标 签:历史 明清史 中国史
本书从乾隆六十年开始,在整整五年的时间跨度中描摹宦情、勾勒人物,军国大事、两朝帝王以及许多朝廷大员涵括其中,而着力点仍在于禅让的三年。禅让的三年,所有重大事件都离不开三个人:弘历,和珅,颙琰。这是大清王朝唯一一次禅让,也是一个政治结构复杂的时期,是清代一个重要的历史节点……禅让,是弘历暮年浓墨重彩的一笔,评价虽远非他期盼的那样美好,却也是乾隆帝遵循儒家理念,希望将治统与道统整合为一的尝试。上皇逝后,嘉庆帝高扬起“守成”的旗帜,对求新求变公开斥责,对外部世界更为骄矜排拒,浑然不识间把国家带入深渊。同时,禅让的三年,是和珅由宠臣走向权臣的得意旅程,也是他的人生绝唱……
引言 子夜的养心殿
嘉庆元年正月初一日(一七九六年二月九日),八十六岁的乾隆帝弘历照例早起,于夜半子刻走进养心殿东暖阁,举行一年一度的“元旦开笔”。这是一个私密的祈愿仪式,为乃父胤禛所创,参与者仅皇帝一人(跟从的一众人等,都要止于东阁之外)。此前两千余年的中国历史中,未见有其他王朝的帝王这么做,隆冬时节,光是这份午夜起床就大不易。
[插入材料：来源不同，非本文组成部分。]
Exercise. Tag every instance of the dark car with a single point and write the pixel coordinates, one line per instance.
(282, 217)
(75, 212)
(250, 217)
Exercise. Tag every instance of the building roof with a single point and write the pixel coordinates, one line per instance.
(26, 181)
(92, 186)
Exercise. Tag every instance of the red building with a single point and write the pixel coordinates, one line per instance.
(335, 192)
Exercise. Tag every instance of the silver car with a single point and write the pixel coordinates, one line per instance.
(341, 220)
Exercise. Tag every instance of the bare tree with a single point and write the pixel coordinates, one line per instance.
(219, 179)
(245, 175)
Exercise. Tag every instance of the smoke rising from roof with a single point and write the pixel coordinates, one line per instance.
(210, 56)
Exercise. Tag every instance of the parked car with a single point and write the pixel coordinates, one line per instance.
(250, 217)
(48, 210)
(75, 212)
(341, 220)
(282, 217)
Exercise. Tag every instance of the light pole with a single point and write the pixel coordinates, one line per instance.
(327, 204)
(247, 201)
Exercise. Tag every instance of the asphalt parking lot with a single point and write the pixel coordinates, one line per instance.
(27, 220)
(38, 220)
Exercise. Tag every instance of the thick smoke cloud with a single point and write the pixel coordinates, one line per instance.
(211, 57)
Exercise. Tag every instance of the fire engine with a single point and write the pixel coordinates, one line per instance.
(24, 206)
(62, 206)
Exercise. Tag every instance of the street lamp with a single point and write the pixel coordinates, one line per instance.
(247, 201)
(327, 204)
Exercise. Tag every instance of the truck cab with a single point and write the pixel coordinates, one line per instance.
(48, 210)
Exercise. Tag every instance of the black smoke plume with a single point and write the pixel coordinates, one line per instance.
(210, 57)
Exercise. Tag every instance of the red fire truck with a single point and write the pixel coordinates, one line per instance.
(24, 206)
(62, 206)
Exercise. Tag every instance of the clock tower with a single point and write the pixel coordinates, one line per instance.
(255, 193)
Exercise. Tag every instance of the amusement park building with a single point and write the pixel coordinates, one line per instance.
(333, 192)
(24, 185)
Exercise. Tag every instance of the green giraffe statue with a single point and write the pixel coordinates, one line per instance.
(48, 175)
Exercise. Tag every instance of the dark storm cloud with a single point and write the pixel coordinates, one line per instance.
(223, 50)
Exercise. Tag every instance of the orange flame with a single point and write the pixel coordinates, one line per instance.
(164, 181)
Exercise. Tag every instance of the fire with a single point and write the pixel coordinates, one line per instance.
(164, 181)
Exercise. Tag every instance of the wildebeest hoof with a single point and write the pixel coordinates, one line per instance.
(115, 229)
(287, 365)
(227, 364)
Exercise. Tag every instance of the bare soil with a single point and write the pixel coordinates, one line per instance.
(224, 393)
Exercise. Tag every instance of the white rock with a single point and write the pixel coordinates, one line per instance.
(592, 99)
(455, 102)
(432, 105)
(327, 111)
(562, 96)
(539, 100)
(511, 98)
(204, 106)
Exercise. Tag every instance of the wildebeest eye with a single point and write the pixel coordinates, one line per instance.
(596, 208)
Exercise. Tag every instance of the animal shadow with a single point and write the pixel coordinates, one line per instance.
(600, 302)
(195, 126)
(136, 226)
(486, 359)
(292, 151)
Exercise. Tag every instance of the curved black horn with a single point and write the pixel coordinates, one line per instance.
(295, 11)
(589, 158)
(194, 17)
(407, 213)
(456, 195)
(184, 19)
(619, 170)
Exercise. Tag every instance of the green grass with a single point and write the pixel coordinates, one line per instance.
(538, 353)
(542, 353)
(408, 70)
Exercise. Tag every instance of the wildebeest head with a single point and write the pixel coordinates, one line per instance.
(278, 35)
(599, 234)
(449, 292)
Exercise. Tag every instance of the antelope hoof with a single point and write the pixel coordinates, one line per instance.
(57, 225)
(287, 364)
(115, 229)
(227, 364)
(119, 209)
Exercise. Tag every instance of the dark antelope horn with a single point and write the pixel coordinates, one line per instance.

皇帝开笔之处,在东暖阁明窗前,紫檀长案上,一应法物已摆设停当:象征疆域安宁的“金瓯永固杯”,注满屠苏酒;雕漆龙盘中盛放八趾吉祥炉和香盘,散溢着兰麝之气;专用的玉烛晶莹剔透,要由当今圣上亲手点燃;正中铺展着御用黄笺,一侧的笔架上,是那管皇帝专用的“万年枝”。又到了大清皇帝新年开笔的庄重时刻。这是弘历第六十一次为即将到来的一年祈福,几个时辰后他就要禅让帝位,濡墨运笔,应是浮想联翩。
元旦开笔,又叫“元旦试笔”“元旦举笔”,本为流行于读书人中的一种年俗,即在进入新岁之始,写下心中对本年度的愿望,多不外科场顺遂、连捷进士之类。胤禛登基后政治局面复杂,内廷争斗激烈,外朝议论纷飞,精神上的压力可想而知。一个多月后改元雍正,新纪元的第一天,胤禛夜不能寐,于子时披衣而起,走进养心殿东暖阁,提笔书写心声,除“五谷丰登”“民安乐业”之类吉祥套语,更为主要的是对政通人和的殷切期盼。从那之后,诞生了一个程序极简的宫中仪式——元旦开笔。
六十年前的乾隆元年元日,青年弘历第一次举行开笔仪,全无皇父之沉重,英气飞扬,一口气题写了三笺。第二笺先以朱笔,居中写下“元年元旦,海宇同禧,和气致祥,丰年为瑞”;复于两侧改用墨笔,分别是“愿共天下臣民永享升平”,“所愿必遂,所求必成,吉祥如意”。是为后世沿用的基本书写模式。时光飞逝,到了二十五年元日,清朝大军勘定回疆、统一祖国大西北,弘历志得意满,在开笔时亦有所体现。至二十七年新年,就形成固定的格式、固定的措辞,除开头的年份变化,主体为四字一组,共二十八个字,一成不变地沿袭了三十三年。就这样,本来的一个浓缩版年度规划,本应有着具体军政大事的新岁祈愿,演化为单一的礼仪书写形式。国家一史馆前馆长邹爱莲曾著文分析,论为乾隆帝由进取到保守的一个例证,所见极是。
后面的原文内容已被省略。